Renaming files

This step plugin allows you to automatically adjust file names within Goobi

Overview

Introduction

This plugin is used to conditionally rename files within the different folders of an operation of Goobi workflow. The naming is dependent on a configuration file, which may be structured differently for different workflows.

Installation

To install the plugin, the following file must be installed:

/opt/digiverso/goobi/plugins/step/plugin_intranda_step_rename-files-base.jar

To configure how the plugin should behave, different values can be adjusted in the configuration file. The configuration file is usually located here:

/opt/digiverso/goobi/config/plugin_intranda_step_rename-files.xml

As an example, the content of this configuration file looks like this:

<config_plugin>
    <config>
        <project>Manuscript_Project</project>
        <step>*</step>
        <folder>*</folder>
        <startValue>2</startValue>
        <!-- Replacement removed anything in the process title before and including the '_' -->
        <namepart type="variable">
            {processtitle}
            <replace regex="^.*?_" replacement=""/>
            <condition value="{meta._imageFilePrefix}" matches="^$"/>
        </namepart>
        <namepart type="static">_</namepart>
        <namepart type="counter">00000</namepart>
    </config>

    <config>
        <project>Archive_Project</project>
        <step>*</step>
        <folder>*</folder>
        <namepart type="originalfilename" />
        <namepart type="static">_ARCHIVE</namepart>
    </config>

    <config>
        <project>*</project>
        <step>*</step>
        <folder>*</folder>
        <startValue>0</startValue>
        <namepart type="variable">{processtitle}</namepart>
        <namepart type="static">_</namepart>
        <!-- Conditional name parts (mimic old barcode feature) -->
        <namepart type="counter">
            0000
            <condition value="{originalfilename}" matches="^(?!.*barcode).*$" />
        </namepart>
        <namepart type="static">
            0000
            <condition value="{originalfilename}" matches="^.*barcode.*$" />
        </namepart>
    </config>
</config_plugin>

This plugin is integrated into the workflow in such a way that it is executed automatically. Manual interaction with the plugin is not necessary. For use within a step of the workflow it should be configured as shown in the following screenshot.

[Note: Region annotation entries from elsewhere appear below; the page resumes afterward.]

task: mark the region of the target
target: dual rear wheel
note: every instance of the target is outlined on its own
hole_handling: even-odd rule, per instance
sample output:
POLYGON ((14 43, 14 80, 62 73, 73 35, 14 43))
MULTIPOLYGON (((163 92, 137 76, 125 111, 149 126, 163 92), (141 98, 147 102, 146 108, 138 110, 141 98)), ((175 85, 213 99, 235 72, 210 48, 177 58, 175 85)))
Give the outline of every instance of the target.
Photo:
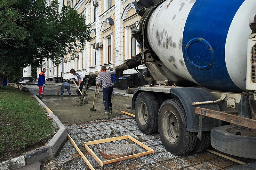
POLYGON ((141 131, 150 134, 158 130, 164 146, 176 155, 200 152, 208 147, 210 144, 210 132, 203 132, 202 139, 200 140, 196 137, 197 132, 188 131, 188 120, 179 100, 172 99, 159 102, 150 92, 143 92, 138 95, 135 119, 141 131))

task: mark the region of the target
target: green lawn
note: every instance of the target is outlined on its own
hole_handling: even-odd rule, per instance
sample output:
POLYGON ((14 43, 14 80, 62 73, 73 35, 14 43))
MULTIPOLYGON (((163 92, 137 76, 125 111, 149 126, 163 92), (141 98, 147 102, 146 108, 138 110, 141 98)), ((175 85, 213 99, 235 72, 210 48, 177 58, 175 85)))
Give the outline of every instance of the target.
POLYGON ((29 93, 11 86, 0 89, 0 161, 43 144, 53 135, 51 121, 29 93))

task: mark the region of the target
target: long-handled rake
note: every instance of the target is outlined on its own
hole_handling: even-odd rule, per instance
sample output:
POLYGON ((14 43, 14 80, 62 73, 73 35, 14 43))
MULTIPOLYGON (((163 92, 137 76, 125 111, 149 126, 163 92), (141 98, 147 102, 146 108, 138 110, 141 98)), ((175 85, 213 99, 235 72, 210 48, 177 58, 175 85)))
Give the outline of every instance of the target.
POLYGON ((100 84, 100 87, 99 87, 99 90, 98 90, 98 94, 97 94, 97 96, 98 97, 98 98, 100 98, 100 95, 99 94, 99 92, 100 92, 100 85, 101 85, 101 84, 100 84))
POLYGON ((95 91, 94 92, 94 98, 93 98, 93 103, 92 104, 92 108, 90 108, 90 110, 93 111, 96 110, 96 109, 94 108, 94 103, 95 102, 95 97, 96 97, 96 92, 97 91, 97 83, 95 85, 95 91))

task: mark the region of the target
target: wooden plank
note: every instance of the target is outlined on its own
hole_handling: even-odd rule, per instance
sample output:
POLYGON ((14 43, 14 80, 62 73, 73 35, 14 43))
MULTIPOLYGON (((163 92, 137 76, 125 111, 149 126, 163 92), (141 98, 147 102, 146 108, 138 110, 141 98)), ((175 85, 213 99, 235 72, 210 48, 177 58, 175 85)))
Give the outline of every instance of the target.
POLYGON ((122 161, 124 160, 130 159, 131 158, 139 158, 144 155, 146 155, 151 153, 153 153, 152 151, 148 151, 147 152, 143 152, 142 153, 140 153, 136 154, 134 154, 131 155, 128 155, 121 158, 118 158, 113 159, 111 159, 108 160, 106 160, 103 162, 103 165, 106 165, 107 164, 110 164, 115 162, 118 162, 119 161, 122 161))
POLYGON ((256 129, 256 120, 198 107, 196 107, 195 113, 248 128, 256 129))
POLYGON ((131 116, 132 117, 135 117, 135 115, 134 115, 133 114, 132 114, 132 113, 128 113, 128 112, 126 112, 126 111, 123 111, 123 110, 120 110, 120 111, 121 111, 122 113, 124 113, 125 114, 126 114, 126 115, 129 115, 131 116))
POLYGON ((113 142, 113 141, 116 141, 116 140, 125 139, 128 138, 128 135, 125 135, 122 136, 106 138, 103 139, 97 140, 93 141, 90 141, 89 142, 84 142, 84 143, 86 144, 86 145, 90 146, 90 145, 92 145, 106 143, 106 142, 113 142))
POLYGON ((90 153, 91 155, 92 155, 92 156, 93 157, 93 158, 96 160, 96 161, 98 162, 99 164, 100 164, 101 166, 103 166, 103 163, 102 163, 102 161, 100 160, 100 159, 99 158, 99 157, 96 155, 96 154, 94 153, 93 152, 91 149, 89 147, 86 145, 86 144, 84 143, 84 147, 85 148, 85 149, 87 150, 87 151, 88 151, 88 152, 90 153))
POLYGON ((50 110, 50 109, 49 109, 49 108, 48 108, 48 107, 46 107, 45 108, 45 109, 46 109, 46 110, 48 110, 48 111, 49 112, 50 112, 50 113, 53 113, 53 112, 52 112, 52 110, 50 110))
POLYGON ((92 166, 92 164, 90 163, 90 162, 88 161, 86 158, 85 158, 85 156, 84 155, 83 152, 80 150, 80 149, 79 149, 79 148, 77 147, 77 146, 76 145, 76 143, 75 143, 74 141, 73 140, 73 139, 72 138, 71 138, 71 137, 69 136, 69 134, 68 133, 68 139, 69 140, 71 143, 75 147, 75 148, 76 148, 76 149, 78 152, 78 153, 80 154, 81 156, 81 157, 82 157, 84 161, 85 161, 86 164, 87 164, 87 165, 89 167, 90 169, 92 170, 95 170, 95 169, 93 168, 93 167, 92 166))
POLYGON ((153 153, 155 153, 155 151, 154 150, 153 150, 153 149, 150 148, 147 145, 144 145, 144 144, 140 142, 140 141, 139 141, 136 139, 133 138, 132 138, 130 135, 128 135, 128 138, 131 140, 132 140, 132 141, 133 141, 133 142, 134 142, 138 145, 140 145, 140 146, 141 146, 144 149, 147 149, 149 151, 153 151, 153 153))
POLYGON ((215 154, 215 155, 219 155, 219 156, 221 156, 221 157, 223 157, 223 158, 226 158, 226 159, 229 159, 230 160, 232 160, 232 161, 235 162, 236 162, 237 163, 238 163, 239 164, 240 164, 242 165, 243 165, 246 164, 246 163, 244 162, 240 161, 239 160, 236 159, 234 158, 233 158, 229 157, 229 156, 225 155, 223 155, 223 154, 222 154, 220 153, 219 153, 218 152, 214 151, 212 151, 210 149, 206 149, 206 151, 208 151, 209 152, 210 152, 211 153, 212 153, 215 154))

Overview and functionality

The plugin is usually executed fully automatically within the workflow. It first determines whether there is a block within the configuration file that has been configured for the current workflow with regard to project name and work step. If this is the case, the individual elements <namepart> are evaluated, assigned the appropriate values for the counter and variables from Goobi workflow and then linked together. The file names created in this way are now applied to all the relevant directories in the Goobi process and are supplemented with the correct file name extensions (e.g. .tif).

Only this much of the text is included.